Aggressive 2-drops are few and far between, and Longtusk Cub seems like a solid one. I wouldn’t say the cat is out of the bag yet, but the energy theme in R/G looks robust enough to support this. Lathnu Hellion, Voltaic Brawler, Harnessed Lightning, and this form quite the team.
Nissa, Vital Force
Nissa is a force to be reckoned with. She protects herself and threatens to ultimate in just one turn, which is huge. Her ultimate doesn’t just end the game—it makes a long game very difficult for your opponent to win, as you essentially start drawing 2 cards a turn. Her regrowth ability is also immediately relevant and can buy back cards like Emrakul or Elder Deep-Fiend if you are going big. The combination of impacting the board and having good short-term and long-term value makes Nissa a great card.

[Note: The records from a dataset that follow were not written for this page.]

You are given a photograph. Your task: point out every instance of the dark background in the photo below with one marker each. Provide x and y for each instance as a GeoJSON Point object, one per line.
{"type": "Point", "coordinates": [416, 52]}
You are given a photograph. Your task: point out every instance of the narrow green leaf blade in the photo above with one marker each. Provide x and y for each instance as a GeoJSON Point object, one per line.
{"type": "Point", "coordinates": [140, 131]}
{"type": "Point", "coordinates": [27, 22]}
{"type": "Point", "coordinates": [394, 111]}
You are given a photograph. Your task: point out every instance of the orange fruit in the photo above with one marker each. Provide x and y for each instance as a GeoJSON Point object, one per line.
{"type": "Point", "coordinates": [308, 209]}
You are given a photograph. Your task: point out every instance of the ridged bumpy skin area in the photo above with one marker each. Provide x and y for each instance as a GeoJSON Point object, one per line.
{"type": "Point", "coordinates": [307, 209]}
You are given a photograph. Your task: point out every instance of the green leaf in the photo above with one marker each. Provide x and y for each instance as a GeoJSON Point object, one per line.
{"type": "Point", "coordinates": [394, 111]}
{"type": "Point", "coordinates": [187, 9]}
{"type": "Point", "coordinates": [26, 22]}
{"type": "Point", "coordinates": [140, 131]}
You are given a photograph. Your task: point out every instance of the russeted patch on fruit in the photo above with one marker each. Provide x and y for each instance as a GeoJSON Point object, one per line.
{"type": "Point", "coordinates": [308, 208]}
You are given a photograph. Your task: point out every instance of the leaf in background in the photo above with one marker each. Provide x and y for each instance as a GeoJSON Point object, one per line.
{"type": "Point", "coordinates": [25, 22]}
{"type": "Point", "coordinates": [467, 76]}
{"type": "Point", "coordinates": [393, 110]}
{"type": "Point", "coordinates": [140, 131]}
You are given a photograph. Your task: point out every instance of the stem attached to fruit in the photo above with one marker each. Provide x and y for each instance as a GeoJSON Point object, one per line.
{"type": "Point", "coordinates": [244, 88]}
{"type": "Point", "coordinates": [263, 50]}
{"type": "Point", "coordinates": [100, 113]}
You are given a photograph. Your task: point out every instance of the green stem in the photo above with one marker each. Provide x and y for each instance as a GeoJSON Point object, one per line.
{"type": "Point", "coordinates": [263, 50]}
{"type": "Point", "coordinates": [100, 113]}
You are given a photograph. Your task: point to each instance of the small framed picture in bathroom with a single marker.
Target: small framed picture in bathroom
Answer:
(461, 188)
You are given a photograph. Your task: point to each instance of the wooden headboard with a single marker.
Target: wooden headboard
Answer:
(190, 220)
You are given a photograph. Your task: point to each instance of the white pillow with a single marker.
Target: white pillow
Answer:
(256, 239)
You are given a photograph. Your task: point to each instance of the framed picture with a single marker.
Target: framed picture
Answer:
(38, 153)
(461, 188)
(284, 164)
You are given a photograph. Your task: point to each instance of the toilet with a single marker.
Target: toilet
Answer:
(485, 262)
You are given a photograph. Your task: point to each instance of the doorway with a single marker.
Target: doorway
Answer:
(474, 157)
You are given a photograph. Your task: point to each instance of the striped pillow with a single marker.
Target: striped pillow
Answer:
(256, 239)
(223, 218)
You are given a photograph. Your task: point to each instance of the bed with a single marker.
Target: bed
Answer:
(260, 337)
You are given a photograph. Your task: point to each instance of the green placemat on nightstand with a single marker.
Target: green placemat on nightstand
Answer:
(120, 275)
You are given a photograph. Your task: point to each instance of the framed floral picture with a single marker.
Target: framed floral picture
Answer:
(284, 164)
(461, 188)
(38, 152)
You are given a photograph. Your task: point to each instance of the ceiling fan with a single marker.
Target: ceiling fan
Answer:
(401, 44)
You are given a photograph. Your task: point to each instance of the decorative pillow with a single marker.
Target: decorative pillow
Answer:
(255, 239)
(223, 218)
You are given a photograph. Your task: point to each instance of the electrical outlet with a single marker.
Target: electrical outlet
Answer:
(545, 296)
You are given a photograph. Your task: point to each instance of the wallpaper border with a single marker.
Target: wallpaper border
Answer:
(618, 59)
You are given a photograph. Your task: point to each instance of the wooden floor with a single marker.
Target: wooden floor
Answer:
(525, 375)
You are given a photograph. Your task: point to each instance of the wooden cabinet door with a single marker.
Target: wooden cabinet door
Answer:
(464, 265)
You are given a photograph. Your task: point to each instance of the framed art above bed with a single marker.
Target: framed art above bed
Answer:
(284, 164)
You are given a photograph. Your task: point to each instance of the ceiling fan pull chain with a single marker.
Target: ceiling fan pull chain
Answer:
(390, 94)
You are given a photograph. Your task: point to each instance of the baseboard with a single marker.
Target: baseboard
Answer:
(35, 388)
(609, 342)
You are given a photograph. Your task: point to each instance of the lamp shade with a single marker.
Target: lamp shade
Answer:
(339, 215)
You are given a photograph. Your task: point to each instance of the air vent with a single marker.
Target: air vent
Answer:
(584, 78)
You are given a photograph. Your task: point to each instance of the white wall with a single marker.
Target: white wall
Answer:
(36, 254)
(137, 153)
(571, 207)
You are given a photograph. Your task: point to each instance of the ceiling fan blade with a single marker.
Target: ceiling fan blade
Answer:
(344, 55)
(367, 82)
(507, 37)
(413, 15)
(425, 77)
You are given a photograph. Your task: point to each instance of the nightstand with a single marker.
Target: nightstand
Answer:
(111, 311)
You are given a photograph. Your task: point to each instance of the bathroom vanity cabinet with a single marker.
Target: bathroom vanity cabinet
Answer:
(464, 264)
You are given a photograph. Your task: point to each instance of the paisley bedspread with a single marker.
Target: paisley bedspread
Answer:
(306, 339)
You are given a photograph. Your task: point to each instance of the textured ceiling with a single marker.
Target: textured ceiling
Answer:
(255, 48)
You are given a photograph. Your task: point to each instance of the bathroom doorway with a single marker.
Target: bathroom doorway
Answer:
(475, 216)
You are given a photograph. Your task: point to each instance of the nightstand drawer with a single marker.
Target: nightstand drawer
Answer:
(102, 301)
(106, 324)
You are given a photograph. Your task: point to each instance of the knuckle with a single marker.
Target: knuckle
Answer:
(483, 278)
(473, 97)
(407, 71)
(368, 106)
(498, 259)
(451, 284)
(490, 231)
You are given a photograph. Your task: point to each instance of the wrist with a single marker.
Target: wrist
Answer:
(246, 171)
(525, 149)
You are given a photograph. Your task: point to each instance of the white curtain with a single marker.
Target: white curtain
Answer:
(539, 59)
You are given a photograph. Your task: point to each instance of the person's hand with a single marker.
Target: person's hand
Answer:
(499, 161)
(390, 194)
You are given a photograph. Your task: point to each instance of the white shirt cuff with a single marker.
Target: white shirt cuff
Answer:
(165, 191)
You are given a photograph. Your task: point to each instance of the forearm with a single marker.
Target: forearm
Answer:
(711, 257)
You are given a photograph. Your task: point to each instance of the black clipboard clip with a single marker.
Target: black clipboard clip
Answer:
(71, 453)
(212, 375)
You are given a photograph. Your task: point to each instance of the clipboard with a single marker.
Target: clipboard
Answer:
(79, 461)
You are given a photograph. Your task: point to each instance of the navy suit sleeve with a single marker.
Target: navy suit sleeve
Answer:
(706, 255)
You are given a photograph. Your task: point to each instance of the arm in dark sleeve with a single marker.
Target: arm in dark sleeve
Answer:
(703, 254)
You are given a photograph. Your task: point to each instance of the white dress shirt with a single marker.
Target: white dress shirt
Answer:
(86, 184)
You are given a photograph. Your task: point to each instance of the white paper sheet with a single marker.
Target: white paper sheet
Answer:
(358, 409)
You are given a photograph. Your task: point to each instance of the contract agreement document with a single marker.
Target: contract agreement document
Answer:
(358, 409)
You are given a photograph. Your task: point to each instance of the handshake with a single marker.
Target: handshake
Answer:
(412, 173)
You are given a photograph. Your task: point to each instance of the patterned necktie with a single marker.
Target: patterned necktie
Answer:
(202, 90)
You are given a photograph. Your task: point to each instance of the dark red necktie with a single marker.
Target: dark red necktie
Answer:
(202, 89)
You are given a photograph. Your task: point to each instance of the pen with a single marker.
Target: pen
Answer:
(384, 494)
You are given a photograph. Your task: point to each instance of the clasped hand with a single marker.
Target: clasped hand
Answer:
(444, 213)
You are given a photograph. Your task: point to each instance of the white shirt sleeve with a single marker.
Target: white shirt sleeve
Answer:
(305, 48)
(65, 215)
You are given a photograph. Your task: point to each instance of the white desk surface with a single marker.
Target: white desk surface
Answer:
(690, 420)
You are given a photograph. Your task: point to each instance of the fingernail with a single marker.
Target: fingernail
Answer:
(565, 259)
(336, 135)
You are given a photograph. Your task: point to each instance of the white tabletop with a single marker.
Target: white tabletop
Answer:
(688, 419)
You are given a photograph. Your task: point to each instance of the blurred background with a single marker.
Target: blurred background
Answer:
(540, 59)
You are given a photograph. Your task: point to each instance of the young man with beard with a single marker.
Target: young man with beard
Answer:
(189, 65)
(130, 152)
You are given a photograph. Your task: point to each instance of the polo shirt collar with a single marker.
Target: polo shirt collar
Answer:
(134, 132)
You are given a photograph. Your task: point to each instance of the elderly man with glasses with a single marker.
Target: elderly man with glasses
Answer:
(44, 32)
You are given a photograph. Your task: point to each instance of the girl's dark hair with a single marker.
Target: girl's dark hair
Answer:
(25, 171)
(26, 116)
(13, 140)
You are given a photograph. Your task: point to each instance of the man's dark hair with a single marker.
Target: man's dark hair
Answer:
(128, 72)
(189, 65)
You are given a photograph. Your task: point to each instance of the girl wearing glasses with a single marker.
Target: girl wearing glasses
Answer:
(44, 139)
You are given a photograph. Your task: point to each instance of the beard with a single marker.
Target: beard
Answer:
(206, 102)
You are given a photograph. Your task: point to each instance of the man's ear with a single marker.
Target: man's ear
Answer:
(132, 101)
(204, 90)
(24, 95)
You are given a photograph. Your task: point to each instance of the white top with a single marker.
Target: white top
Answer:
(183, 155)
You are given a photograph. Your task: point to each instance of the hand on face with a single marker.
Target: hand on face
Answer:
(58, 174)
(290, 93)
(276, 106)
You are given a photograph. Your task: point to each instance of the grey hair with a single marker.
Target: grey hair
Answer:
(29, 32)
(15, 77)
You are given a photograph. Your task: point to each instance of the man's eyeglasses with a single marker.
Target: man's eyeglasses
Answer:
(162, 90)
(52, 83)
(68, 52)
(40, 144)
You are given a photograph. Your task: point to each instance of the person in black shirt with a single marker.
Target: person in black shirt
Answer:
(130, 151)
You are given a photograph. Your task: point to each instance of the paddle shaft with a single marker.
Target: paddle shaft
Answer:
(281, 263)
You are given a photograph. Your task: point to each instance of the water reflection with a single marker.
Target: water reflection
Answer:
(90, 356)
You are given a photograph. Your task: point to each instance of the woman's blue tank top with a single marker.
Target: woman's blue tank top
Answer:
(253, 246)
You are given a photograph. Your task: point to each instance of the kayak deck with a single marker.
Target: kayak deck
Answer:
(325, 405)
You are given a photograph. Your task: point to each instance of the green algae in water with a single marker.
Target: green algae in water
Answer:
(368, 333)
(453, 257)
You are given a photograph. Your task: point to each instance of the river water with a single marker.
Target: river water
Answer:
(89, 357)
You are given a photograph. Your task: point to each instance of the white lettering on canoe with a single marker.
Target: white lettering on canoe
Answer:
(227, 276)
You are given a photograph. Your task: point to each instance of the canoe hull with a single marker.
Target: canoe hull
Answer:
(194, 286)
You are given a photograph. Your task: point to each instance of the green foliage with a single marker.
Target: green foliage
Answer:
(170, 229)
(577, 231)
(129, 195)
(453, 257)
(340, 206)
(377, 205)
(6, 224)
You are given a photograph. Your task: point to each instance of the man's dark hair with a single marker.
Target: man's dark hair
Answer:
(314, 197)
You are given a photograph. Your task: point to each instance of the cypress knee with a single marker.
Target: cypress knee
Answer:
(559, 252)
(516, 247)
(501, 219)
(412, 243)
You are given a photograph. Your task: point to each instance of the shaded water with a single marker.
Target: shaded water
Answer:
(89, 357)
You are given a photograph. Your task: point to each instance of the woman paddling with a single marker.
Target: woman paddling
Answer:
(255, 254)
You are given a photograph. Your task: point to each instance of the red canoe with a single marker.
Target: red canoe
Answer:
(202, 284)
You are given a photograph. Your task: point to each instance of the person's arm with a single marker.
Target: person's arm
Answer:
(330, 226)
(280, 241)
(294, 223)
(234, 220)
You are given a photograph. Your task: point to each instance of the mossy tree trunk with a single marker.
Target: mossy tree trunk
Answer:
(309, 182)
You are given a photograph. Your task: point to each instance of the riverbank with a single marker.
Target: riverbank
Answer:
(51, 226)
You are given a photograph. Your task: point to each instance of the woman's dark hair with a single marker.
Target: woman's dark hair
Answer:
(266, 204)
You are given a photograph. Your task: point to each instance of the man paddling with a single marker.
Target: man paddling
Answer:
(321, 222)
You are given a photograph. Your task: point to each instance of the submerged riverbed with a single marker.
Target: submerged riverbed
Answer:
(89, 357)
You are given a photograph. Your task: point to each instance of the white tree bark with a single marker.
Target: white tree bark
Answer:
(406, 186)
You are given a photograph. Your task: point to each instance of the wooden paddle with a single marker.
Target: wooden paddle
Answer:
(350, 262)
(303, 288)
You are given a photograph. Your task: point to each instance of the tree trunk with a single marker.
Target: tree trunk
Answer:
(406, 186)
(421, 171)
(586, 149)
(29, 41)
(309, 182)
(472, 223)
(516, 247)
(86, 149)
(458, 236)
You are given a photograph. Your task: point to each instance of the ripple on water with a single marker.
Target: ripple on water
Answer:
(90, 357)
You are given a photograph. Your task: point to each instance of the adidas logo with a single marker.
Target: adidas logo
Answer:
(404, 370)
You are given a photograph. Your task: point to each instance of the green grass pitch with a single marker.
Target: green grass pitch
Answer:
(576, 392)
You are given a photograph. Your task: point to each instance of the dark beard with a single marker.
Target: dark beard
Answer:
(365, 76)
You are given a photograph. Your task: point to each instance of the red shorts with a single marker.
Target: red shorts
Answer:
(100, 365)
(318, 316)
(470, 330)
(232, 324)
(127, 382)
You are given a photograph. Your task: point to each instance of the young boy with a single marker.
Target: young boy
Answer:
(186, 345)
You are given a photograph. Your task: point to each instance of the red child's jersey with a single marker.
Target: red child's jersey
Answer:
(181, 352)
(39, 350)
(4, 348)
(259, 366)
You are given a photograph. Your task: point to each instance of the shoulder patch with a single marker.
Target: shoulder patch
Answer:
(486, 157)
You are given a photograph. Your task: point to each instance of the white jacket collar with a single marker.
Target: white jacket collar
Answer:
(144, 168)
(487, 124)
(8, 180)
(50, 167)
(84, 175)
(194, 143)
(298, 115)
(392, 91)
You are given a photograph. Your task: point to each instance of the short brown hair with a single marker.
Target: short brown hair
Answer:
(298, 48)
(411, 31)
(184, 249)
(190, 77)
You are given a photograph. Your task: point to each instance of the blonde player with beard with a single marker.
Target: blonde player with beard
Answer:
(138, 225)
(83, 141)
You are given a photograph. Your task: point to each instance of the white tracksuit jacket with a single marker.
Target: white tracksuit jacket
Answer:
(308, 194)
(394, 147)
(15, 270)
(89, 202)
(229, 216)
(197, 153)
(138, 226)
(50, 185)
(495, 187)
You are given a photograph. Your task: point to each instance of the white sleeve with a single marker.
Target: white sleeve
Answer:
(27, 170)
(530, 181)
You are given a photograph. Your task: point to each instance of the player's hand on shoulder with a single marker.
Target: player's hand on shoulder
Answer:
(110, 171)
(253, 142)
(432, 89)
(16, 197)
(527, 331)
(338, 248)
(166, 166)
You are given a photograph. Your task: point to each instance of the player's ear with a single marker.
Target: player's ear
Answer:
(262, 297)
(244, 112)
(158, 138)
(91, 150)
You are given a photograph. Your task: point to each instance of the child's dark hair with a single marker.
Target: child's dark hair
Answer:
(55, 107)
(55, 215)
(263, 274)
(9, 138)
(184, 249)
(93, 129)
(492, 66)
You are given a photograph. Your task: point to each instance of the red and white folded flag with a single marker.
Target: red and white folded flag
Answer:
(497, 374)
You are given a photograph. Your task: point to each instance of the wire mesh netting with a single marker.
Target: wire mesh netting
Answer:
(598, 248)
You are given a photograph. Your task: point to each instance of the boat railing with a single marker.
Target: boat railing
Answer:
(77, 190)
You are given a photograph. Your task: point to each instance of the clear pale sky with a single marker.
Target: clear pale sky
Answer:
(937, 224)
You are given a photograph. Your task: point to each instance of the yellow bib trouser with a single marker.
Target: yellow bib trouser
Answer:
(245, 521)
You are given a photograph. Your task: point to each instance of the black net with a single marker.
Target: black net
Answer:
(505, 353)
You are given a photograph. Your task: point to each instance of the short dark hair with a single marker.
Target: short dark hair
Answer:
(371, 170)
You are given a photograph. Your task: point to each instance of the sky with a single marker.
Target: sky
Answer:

Oviya Pashiri, Sage Lifecrafter
Costing 1 mana is a huge edge and is what makes Oviya an appealing card. She does cost a lot to activate, and you really need to be crafting X/Xs before she starts giving you real value. Bear in mind that the token you make doesn’t count itself, which let me assure you, is a confusing interaction.
Aside on arguing about confusion:
It is really hard to win an argument about something being confusing or not. If a bunch of people say something is confusing, guess what? They are right. Sperling being sick of this seems accurate to me.
Servant of the Conduit
I like this trend toward Mana Bears. A 2/2 can brawl a lot better than a 1/1, and ramping to 4 mana is still very strong. Servant taps for mana twice by itself, which is often plenty, and it can provide extra value with other energy cards. I think you conduit in Constructed, as there are a lot of great 4- and 5-drops to accelerate out.
This adds a new dimension to the anti-flying sideboard card. It can take down a midsize flyer, like a Skyship Stalker or the like, while also being good against small armies of 1/1 tokens. That’s a good amount of flexibility for 1 mana, and I’d definitely keep this in mind when building your sideboard.
Verdurous Gearhulk is the real deal. It comes in as a 4/4 trample and four +1/+1 counters with haste, assuming you have anything in play, and that’s an incredible deal for 5 mana. Even if you don’t have anything else, this is still an 8/8 trample! It’s also an artifact for delirium, and the combo of Grim Flayer and Verdurous Gearhulk is a pretty sweet one.
I expect to see a lot of very angry Hulks over the course of Standard, as this is exactly the kind of card that punches through midrange mirrors like they were nothing.
Season’s Past seems to largely do this better, but given that this is a strictly-better version of a previously restricted card (Recall), I should mention it. This is a powerful effect, and I’d keep it in mind once Season’s Past rotates.
Top 3 Green Constructed Cards
Green got some beef. Two awesome 5-drops make it likely green will continue as the ruler of midrange, and the last card being a combat trick feels on-theme.